Reid, Durbin Open To Majority Vote To Beat Health Care Filibuster

Reid, Durbin Open To Majority Vote To Beat Health Care Filibuster

As Senate Majority Leader Harry Reid works to cobble together the 60 votes he needs to overcome an expected Republican attempt to block a floor vote on health care, there is still one powerful parliamentary weapon he could draw from his back pocket.

The process known as budget reconciliation only requires a simple majority -- and can not be filibustered -- meaning Reid (D-Nev.) would need only 50 Democrats plus a tie-breaking vote from Vice President Joe Biden to declare victory.

Is he still considering going that way?

"Sure, it's always an option," Reid said after leaving his press conference Monday, when he announced that he'd be pushing forward with a public health insurance option with an opt-out provision that would give states the right not to participate.

Reconciliation gained new relevance on Tuesday, when Sen. Joe Lieberman (I-Conn.) said that unless the public option is stripped out, he's prepared to join a GOP filibuster of the health care reform package. Without Lieberman, Democrats would only have 59 votes to end a filibuster -- one short.

Majority Whip Dick Durbin (D-Ill.), who is in charge of corralling and counting votes, also said that reconciliation is still being considered. "The failsafe on this is reconciliation," Durbin said. "I hope we don't reach it because you can only do a limited amount of things on reconciliation."

Durbin was referring to the Senate parliamentarian's ability to strip out parts of any bill going through the reconciliation process that don't have a direct impact on the budget. (More on reconciliation here.)

But reconciliation is also a club that Reid can swing at conservative Democrats and Lieberman.

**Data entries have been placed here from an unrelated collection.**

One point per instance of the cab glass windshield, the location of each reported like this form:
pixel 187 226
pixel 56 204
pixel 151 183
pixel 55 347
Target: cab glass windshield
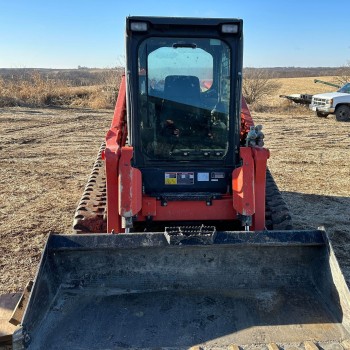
pixel 184 98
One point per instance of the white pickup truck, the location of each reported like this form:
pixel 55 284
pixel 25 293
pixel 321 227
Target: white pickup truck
pixel 337 103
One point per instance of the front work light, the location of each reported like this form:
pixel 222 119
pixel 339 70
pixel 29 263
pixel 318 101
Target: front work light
pixel 229 28
pixel 138 26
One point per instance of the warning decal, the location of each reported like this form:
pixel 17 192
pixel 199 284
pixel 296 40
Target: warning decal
pixel 179 178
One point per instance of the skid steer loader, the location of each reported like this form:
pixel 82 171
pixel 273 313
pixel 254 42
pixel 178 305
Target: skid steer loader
pixel 182 237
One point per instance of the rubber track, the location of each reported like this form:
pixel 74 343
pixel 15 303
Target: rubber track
pixel 90 215
pixel 277 213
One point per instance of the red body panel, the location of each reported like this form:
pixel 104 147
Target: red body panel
pixel 124 183
pixel 130 185
pixel 243 184
pixel 114 141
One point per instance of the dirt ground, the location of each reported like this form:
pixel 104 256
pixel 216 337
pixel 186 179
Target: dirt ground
pixel 46 156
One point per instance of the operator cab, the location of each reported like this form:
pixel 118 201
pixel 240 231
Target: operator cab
pixel 184 95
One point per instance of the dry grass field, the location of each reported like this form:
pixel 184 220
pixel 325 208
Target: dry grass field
pixel 47 153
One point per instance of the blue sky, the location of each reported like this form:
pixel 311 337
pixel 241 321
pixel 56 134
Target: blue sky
pixel 65 34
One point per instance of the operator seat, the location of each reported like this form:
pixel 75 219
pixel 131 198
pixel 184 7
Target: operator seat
pixel 180 104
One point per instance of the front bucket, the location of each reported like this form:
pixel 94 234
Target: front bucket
pixel 138 291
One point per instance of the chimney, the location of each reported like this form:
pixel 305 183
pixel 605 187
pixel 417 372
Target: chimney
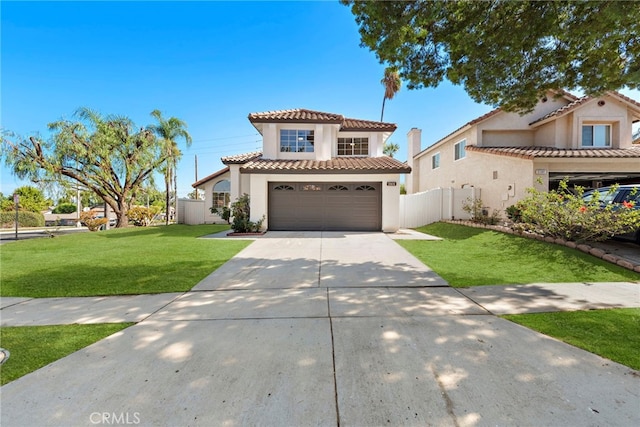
pixel 414 137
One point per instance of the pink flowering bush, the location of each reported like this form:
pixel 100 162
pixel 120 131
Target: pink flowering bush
pixel 569 215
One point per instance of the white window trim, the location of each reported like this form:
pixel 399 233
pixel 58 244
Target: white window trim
pixel 594 124
pixel 465 150
pixel 352 138
pixel 294 128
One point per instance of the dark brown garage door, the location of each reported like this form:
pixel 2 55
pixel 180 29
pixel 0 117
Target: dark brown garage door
pixel 352 206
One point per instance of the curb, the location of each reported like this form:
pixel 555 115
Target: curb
pixel 584 247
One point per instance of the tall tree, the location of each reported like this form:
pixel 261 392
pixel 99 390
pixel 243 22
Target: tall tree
pixel 170 131
pixel 107 154
pixel 32 199
pixel 391 83
pixel 506 53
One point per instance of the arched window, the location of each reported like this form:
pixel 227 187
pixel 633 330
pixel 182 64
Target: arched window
pixel 221 196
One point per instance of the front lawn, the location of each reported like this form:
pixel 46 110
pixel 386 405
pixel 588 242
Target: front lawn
pixel 33 347
pixel 608 333
pixel 114 262
pixel 474 257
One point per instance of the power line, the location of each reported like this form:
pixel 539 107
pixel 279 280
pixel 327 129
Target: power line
pixel 225 137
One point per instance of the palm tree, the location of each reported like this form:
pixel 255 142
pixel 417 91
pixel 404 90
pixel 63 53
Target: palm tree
pixel 169 131
pixel 391 82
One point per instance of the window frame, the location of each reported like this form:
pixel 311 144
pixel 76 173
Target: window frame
pixel 457 153
pixel 302 140
pixel 223 196
pixel 593 126
pixel 363 141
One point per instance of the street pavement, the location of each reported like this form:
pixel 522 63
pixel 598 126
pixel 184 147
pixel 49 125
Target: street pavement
pixel 328 329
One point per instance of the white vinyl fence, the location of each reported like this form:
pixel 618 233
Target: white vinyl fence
pixel 435 205
pixel 191 211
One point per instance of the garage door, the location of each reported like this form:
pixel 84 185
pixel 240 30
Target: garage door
pixel 350 206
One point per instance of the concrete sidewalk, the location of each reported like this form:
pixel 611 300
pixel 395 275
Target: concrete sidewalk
pixel 330 345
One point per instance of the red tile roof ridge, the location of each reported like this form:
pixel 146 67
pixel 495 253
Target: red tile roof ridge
pixel 210 177
pixel 531 152
pixel 302 115
pixel 383 164
pixel 241 158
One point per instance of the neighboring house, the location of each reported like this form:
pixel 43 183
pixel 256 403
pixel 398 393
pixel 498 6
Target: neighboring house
pixel 316 171
pixel 587 140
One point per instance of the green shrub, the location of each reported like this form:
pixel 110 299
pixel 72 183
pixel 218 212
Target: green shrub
pixel 513 213
pixel 25 219
pixel 224 212
pixel 63 208
pixel 141 216
pixel 479 213
pixel 567 215
pixel 241 216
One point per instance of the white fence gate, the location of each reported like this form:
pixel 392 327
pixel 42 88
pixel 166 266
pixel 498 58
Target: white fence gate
pixel 435 205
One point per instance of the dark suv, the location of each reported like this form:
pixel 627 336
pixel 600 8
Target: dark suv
pixel 623 193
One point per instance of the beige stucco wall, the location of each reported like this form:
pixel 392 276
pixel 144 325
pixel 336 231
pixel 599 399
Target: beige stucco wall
pixel 511 129
pixel 207 188
pixel 390 194
pixel 325 138
pixel 503 180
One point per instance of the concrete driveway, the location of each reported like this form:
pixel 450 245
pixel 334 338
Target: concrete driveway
pixel 325 329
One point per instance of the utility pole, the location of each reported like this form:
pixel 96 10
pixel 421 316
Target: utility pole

If only 50 votes are needed, Lieberman becomes irrelevant, the most damning sentence that can be handed down to a Senator.

For evidence, just witness this week's fuming from Sen. Olympia Snowe (R-Maine), who was moved from the center of the debate to the periphery by Reid's decision to move ahead without her. (What would Reid have to change in the bill to win her back? "The whole thing," she snapped.)

Lieberman said he hopes that it won't come to reconciliation, but told reporters that the threat wouldn't change his vote.

"I hope not," he said, when asked if he thought Reid might go the simple-majority route. "But that possibility, which I think would be a mistake, is not enough to lead me to vote for something I think would be bad for the country and bad for the 180 or 200 million Americans who currently have health insurance."